They actually did charge straight into the machine guns, mounted on horses and waving swords. It’s one of those staggering facts – one of many – that make World War I such a gripping and depressing study of human folly. Director Steven Spielberg was doubtless just as astounded by this fact, which is why one of the first great set pieces of his latest film, War Horse, is based on one such charge, made early in the war by the British at Mons, and with precisely the devastating results you’d expect.
When it’s all over, a German officer fumes and rages at the sole surviving British officer, dismounted and captured, astounded at why they didn’t think that they’d defend their camp with the sort of modern industrial firepower that would end up making short work of men emerging in trenches for the next four awful years. What’s even more amazing is that four years later, even after they’d invented tanks, the British mounted another cavalry charge on retreating Germans after the stalemate of trench warfare had been broken, with similarly dismal results – just four out of 150 horses survived. The Canadians led their last-ever cavalry charge in October of 1918, a month before the Armistice. Madness truly is the act of repeating the same hopeless action and expecting a different result.

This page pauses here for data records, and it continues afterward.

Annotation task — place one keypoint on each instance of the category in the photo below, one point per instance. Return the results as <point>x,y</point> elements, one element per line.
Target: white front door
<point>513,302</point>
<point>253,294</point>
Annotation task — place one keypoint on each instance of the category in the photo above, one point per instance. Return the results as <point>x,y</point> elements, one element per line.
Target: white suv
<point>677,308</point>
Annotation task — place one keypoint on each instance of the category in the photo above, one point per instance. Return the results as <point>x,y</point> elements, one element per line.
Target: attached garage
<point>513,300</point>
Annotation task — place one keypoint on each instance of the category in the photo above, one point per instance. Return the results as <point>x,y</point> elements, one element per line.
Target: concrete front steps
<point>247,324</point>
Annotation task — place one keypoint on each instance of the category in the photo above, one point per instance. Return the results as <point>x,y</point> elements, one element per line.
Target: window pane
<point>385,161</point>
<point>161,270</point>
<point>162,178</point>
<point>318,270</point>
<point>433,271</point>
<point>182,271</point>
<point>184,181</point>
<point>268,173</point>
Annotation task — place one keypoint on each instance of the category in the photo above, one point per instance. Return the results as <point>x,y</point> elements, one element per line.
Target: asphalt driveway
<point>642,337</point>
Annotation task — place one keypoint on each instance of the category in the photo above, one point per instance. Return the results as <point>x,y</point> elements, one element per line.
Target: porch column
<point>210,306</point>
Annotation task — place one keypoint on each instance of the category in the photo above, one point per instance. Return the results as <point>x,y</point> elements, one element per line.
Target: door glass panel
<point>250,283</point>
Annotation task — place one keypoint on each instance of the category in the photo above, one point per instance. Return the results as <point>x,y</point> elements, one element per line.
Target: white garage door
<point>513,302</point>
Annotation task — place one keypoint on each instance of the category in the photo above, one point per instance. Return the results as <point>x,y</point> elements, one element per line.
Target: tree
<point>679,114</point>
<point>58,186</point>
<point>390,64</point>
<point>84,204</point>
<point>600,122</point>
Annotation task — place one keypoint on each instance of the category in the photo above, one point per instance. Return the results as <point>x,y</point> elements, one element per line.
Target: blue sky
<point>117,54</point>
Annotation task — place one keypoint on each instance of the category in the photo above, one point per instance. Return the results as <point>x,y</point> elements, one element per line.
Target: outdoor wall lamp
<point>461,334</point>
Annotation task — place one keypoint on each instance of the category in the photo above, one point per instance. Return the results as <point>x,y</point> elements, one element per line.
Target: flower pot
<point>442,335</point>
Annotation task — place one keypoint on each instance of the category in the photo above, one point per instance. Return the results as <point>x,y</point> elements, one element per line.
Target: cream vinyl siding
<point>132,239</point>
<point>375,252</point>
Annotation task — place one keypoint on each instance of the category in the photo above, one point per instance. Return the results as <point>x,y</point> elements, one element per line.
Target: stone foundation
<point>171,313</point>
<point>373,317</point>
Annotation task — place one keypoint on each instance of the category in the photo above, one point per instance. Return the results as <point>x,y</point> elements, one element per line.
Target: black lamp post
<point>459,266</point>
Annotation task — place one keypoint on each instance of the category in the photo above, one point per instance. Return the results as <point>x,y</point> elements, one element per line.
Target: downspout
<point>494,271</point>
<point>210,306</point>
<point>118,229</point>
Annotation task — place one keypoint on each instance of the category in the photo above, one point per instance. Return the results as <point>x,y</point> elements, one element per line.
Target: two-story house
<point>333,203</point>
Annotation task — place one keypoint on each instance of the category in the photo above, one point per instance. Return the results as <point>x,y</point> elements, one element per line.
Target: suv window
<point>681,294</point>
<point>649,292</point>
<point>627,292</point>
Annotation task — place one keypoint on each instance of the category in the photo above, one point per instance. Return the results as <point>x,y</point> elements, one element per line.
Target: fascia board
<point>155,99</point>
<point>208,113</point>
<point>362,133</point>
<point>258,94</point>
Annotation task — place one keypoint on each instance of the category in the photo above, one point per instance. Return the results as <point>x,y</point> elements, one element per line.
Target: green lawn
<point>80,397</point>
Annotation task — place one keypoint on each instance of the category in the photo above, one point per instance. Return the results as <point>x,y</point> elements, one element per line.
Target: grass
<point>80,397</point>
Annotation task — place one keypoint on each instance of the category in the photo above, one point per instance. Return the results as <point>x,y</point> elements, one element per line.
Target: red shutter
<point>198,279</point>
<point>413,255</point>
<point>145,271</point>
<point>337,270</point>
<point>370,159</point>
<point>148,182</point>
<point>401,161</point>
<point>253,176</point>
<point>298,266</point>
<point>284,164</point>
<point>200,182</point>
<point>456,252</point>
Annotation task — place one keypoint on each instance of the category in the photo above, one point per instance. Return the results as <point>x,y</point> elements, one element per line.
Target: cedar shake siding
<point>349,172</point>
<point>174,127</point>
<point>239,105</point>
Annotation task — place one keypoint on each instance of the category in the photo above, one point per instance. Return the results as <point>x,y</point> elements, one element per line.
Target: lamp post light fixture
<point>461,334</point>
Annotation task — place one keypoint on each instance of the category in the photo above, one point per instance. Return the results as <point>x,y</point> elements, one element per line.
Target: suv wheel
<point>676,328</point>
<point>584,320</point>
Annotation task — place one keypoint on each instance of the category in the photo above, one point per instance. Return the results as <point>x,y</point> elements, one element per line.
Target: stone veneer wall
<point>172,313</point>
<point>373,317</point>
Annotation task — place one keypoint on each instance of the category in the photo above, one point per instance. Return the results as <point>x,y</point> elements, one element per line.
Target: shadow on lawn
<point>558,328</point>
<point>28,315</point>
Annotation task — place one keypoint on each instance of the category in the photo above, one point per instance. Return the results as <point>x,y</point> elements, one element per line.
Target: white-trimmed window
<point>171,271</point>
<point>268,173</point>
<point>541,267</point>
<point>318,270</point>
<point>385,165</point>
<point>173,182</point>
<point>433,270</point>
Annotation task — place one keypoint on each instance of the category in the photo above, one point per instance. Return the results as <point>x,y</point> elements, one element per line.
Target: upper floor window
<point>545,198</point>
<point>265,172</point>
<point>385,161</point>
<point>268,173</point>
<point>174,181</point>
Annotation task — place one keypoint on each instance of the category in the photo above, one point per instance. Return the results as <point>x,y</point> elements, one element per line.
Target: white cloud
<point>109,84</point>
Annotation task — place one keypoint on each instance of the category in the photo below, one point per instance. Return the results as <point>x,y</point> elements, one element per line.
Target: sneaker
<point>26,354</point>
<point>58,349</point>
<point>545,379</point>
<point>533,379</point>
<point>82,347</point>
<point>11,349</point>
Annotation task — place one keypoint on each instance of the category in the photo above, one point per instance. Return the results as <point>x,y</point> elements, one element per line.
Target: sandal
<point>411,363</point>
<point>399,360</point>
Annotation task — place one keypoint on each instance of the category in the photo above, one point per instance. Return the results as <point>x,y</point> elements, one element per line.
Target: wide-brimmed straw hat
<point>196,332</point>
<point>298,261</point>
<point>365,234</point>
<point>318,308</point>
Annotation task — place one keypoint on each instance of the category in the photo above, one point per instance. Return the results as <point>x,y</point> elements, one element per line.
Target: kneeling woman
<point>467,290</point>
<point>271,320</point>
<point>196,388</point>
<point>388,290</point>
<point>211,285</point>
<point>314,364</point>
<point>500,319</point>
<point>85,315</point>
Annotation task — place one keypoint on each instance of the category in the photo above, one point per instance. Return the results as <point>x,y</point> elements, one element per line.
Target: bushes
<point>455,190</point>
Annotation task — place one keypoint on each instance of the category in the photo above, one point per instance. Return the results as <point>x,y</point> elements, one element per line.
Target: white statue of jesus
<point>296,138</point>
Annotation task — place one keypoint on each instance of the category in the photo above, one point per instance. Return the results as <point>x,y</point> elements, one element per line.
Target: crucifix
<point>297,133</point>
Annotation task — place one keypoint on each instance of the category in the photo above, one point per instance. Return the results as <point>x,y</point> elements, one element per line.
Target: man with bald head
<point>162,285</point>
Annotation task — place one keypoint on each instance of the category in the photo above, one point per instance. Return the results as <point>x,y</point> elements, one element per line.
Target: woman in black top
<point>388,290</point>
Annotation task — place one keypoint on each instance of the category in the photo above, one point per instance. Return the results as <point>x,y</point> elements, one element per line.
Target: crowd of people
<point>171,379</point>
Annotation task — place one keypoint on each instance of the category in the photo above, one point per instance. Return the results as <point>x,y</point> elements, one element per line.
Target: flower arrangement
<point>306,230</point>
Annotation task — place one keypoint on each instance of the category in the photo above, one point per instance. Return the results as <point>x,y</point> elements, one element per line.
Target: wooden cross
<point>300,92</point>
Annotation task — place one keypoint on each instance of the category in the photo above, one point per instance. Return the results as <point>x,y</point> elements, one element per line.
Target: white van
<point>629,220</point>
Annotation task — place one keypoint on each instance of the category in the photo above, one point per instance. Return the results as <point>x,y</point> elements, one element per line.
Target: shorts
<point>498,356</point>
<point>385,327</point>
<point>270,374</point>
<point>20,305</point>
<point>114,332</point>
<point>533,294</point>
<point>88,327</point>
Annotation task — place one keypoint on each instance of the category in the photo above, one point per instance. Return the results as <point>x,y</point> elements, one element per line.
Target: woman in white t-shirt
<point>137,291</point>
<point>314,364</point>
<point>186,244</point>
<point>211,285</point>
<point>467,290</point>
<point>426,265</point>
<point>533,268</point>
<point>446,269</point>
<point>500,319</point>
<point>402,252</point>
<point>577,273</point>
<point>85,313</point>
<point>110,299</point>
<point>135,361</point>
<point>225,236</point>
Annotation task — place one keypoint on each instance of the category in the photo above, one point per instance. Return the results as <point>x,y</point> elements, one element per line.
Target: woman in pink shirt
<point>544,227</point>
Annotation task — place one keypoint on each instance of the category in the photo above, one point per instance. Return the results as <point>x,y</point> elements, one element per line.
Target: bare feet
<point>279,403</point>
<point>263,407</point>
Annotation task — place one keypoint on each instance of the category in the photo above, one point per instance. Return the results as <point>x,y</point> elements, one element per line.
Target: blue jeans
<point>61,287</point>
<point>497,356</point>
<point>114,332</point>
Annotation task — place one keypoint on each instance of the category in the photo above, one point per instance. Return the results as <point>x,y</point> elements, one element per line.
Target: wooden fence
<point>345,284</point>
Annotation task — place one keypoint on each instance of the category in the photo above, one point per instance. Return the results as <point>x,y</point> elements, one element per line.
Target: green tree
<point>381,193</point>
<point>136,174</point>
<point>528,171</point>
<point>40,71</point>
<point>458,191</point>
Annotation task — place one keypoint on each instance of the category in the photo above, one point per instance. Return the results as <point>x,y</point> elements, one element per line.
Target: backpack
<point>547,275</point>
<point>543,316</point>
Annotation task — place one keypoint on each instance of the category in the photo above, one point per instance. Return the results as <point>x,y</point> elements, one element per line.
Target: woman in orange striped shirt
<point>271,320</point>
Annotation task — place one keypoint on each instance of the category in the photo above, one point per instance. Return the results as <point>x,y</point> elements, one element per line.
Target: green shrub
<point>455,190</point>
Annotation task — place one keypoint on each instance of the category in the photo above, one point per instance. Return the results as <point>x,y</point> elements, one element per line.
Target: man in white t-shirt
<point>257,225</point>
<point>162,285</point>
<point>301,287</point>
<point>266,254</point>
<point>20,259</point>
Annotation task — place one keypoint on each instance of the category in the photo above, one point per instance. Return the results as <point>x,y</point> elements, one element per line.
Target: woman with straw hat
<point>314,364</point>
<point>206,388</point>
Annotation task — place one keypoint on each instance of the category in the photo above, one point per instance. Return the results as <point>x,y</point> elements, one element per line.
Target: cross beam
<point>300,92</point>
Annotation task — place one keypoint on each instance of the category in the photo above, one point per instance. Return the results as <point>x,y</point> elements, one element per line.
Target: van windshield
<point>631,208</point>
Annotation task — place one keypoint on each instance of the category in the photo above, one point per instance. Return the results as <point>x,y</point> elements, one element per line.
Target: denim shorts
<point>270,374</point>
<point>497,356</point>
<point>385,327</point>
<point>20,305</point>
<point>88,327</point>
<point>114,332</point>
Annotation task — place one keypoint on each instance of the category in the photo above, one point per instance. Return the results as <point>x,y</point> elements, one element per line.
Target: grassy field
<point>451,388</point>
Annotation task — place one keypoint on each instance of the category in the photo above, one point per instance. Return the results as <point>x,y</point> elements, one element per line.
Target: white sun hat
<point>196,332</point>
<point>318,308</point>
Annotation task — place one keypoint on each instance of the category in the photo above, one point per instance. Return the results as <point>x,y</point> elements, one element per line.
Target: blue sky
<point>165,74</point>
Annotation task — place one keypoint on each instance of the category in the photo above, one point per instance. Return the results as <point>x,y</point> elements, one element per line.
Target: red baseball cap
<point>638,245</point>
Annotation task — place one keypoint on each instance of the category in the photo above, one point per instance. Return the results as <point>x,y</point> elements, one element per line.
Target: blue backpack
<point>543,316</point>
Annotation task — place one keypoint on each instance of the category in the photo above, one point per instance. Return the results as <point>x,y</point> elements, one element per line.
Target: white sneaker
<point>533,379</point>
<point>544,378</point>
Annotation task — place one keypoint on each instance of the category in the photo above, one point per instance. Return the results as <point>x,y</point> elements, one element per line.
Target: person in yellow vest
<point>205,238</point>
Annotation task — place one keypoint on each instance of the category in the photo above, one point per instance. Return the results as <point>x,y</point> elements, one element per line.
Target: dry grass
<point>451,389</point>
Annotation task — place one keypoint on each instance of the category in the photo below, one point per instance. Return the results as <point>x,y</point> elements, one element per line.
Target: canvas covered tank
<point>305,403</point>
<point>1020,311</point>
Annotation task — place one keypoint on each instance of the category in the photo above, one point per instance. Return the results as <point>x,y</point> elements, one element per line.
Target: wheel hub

Based on a book and a hit British play, War Horse is nominally the story of Albert (Jeremy Irvine,) the son of a smallholding farmer in rural England, who forms a bond with the thoroughbred colt his father buys as a drunken whim instead of a draught horse. The rent due and war underway, the farmer sells his son’s horse to a sensitive and sympathetic cavalry officer (Tom Hiddleston) who rides it into German gunfire with predictable results. The balance of the film is the story of Joey, the horse, as it wanders on both sides of the front, briefly owned by a young German deserter and a pretty but sickly French girl before ending up hauling artillery for the Germans, while Albert manages to get into uniform and into the trenches to search for his horse.
Like much of Spielberg these days, it’s tremendously exciting, mawkish, affecting and manipulative, in a weaving cycle that few if any of the director’s films can avoid anymore. Spielberg’s eye for cinematic spectacle is in fine form, as ever, but his reliance on show-stopping camera work – those crane shots that launch into the sky to give a god’s-eye perspective on the aftermath of human disaster – has almost fully evolved from signature to stylistic crutch.
And still there are moments when his confident touch returns to create something startling, like the scene where Joey, mad with grief and fear, flees the German lines under the pounding of an artillery barrage and runs through the mud and barbed wire of No Man’s Land, ending up trapped in the wire as it prongs and snaps with lacerating metallic rattles around him, trapping the horse between two armies.
We are less than seven years away from the anniversary of the end of World War I, and the last surviving combat veteran of the war died this year. There might be young people unaware of the dire historical facts and the unspeakable human toll of that war, but for almost everyone else, the sheer scale of the losses and nightmarish reality of the trenches, repeated in refrain for almost a century, has dulled us to the staggering truth of it all. Which is probably why Spielberg and the creators of War Horse have seen fit to transfer our sympathy from a mere human caught in that carnage to a horse, enlisting it to re-awake our sense of pathos in the form of that most noble and graceful of animals, into whose big, dark, anxious eyes Spielberg invests so much human emotion. It’s a remarkable feat, to be sure, but some part of me can’t help but be saddened that we’ve had to transfer to an animal what we can no longer comprehend in men.